This course comprises the mathematical basis, procedures, field application, and instruments used by non-invasive geophysical methods. In particular, we will draw from the experience gained over decades of development of such methods for the exploration of our own planet to lay a path in which we will learn how such methods have been adapted (or could potentially be adapted) to gain insight on the hidden physical properties of other extraterrestrial bodies.
Topics:
Structure, Terminology, and workflow of geophysical methods.
Gravity: Laws of gravitation; Earth gravity models; Spheroid and Geoid; Gravity measurements and Instrumentation; Correction to gravity measurements and gravity anomaly; The meaning of gravity anomaly; Isostasy; Interpretation of Gravimetric Maps; Gravity anomaly from bodies of irregular shape; Deploy of a gravimetric survey; Gravity surveys beyond our planet.
Magnetism: Basic physical laws. Magnetic properties and behavior of solids. Magnetic Hysteresis; Residual Magnetization; Magnetic field from a dipole; The Earth magnetic field. Variations of the Earth's magnetic field; Paleomagnetism; Magnetic measurement methods and Instrumentation; Sources of noise; Examples of magnetic surveys; Origins of the Earth's magnetic field; Magnetic surveys beyond our planet.

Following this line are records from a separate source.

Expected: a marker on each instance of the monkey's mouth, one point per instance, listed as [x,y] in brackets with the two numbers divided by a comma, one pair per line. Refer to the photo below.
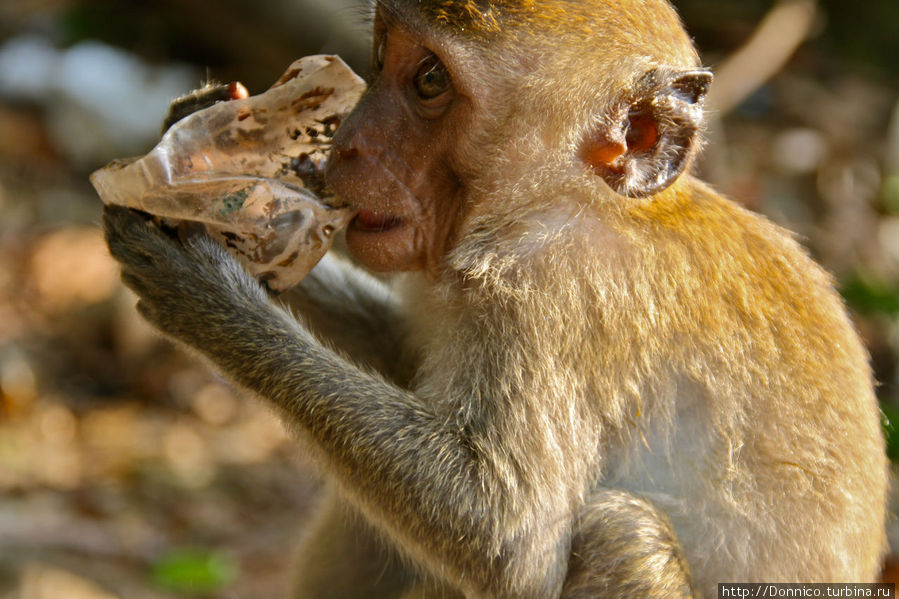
[367,221]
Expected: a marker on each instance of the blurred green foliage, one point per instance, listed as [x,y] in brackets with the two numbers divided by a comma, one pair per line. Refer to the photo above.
[195,572]
[870,296]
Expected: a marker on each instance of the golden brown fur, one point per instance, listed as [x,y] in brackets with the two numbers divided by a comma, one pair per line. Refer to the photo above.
[603,379]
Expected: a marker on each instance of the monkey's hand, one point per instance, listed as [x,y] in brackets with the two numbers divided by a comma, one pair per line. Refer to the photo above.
[190,288]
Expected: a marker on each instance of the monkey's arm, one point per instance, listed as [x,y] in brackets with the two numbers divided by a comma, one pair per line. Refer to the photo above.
[404,465]
[357,314]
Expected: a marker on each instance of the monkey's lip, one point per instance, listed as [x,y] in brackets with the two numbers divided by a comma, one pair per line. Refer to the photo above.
[367,221]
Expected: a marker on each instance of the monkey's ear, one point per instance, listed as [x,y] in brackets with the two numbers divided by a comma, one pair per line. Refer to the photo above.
[646,142]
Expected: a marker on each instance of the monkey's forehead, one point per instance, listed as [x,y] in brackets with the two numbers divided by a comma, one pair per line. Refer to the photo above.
[648,26]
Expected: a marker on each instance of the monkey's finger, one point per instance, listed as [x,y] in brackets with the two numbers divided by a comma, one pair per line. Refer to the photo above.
[133,239]
[134,282]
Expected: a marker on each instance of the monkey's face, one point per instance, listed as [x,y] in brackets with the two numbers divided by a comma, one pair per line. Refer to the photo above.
[393,159]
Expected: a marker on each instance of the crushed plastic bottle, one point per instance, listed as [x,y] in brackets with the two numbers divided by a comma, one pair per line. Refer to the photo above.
[250,170]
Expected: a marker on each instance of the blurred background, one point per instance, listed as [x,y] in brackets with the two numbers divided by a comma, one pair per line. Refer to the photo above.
[127,469]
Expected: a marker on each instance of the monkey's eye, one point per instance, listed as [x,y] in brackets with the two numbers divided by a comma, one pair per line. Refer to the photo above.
[432,80]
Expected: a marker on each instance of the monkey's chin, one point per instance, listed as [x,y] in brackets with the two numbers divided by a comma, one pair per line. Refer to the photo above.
[384,249]
[367,221]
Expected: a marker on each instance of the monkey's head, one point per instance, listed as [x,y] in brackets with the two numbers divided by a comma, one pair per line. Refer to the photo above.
[477,106]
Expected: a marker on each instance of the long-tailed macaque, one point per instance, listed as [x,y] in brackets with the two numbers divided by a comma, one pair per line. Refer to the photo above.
[600,379]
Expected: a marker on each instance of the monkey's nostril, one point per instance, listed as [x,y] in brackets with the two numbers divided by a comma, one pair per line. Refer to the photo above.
[347,153]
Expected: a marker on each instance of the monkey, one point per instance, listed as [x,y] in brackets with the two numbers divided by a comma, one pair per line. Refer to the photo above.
[592,376]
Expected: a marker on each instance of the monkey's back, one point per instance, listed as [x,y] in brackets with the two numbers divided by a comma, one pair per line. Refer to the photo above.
[759,385]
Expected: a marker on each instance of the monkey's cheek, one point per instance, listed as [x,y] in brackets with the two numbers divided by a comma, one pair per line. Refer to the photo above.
[395,249]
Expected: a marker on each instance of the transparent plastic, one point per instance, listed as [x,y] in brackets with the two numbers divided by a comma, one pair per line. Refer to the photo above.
[250,170]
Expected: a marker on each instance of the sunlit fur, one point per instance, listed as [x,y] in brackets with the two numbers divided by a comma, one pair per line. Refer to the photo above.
[589,395]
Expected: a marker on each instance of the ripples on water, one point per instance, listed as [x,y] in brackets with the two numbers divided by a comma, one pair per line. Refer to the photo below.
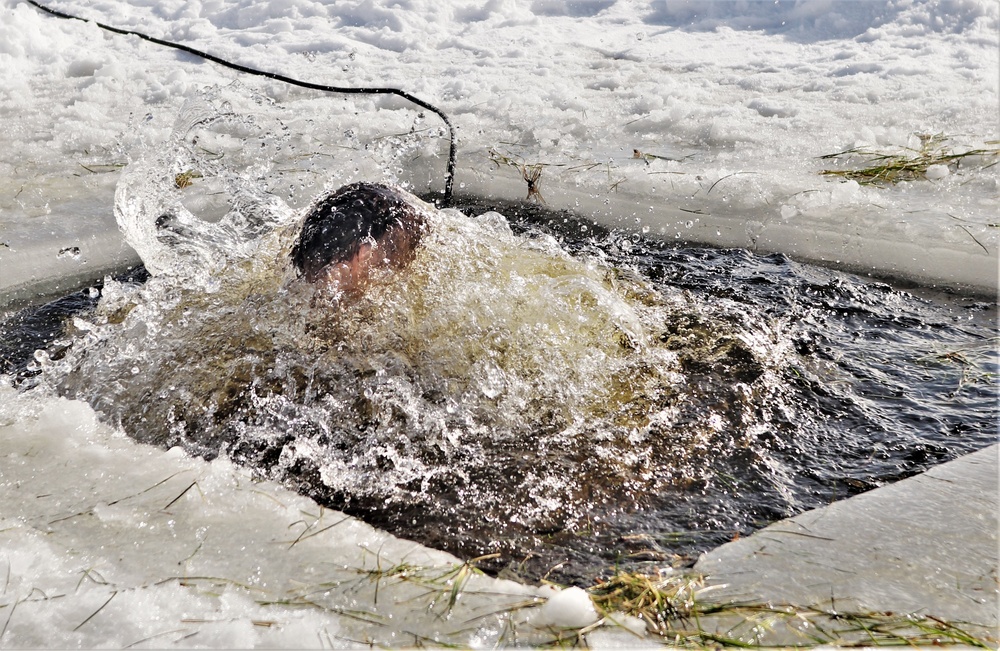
[531,386]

Electro-Magnetic Methods: Maxwell Equations; Low-Frequency E. M. methods; Time Domain Electromagnetics; Inversion Methods; High-Frequency E. M. Methods (Ground Penetrating Radar);
Electric Resistivity Methods: Basic principles; Vertical Electrical Soundings; Electrical Resistivity Tomography; Induced Polarization and Spectral Induced Polarization; Self-Potential;
Seismic Methods: Theory of Elasticity in a Continuum. Stress-Strain relation; Classification of seismic waves; Energy loss and Spherical divergence; Seismic waves reflection and refraction laws; Head Waves; “Dromocrone” of reflected and refracted waves. Surface waves; Seismic Reflection Method; Seismic refraction Method; Surface waves methods: SPAC, SASW; MASW; SPAC; ESAC; Re.Mi; HVSR;
Fourier Series and Fourier Transform Theory: Theory; Multy-dimensional Fourier Transforms; Convolution and Correlation; Signal sampling and aliasing. Examples;
Data Inversion Theory: Introduction; Linear inversion; Multi-Parametric Regression; Stochastic global Inversion methods; Local Inversion Methods; Ill-posed problems and Tickhonov regularization; Gauss-Newtom method; Non-linear inversion; Occam’s Method.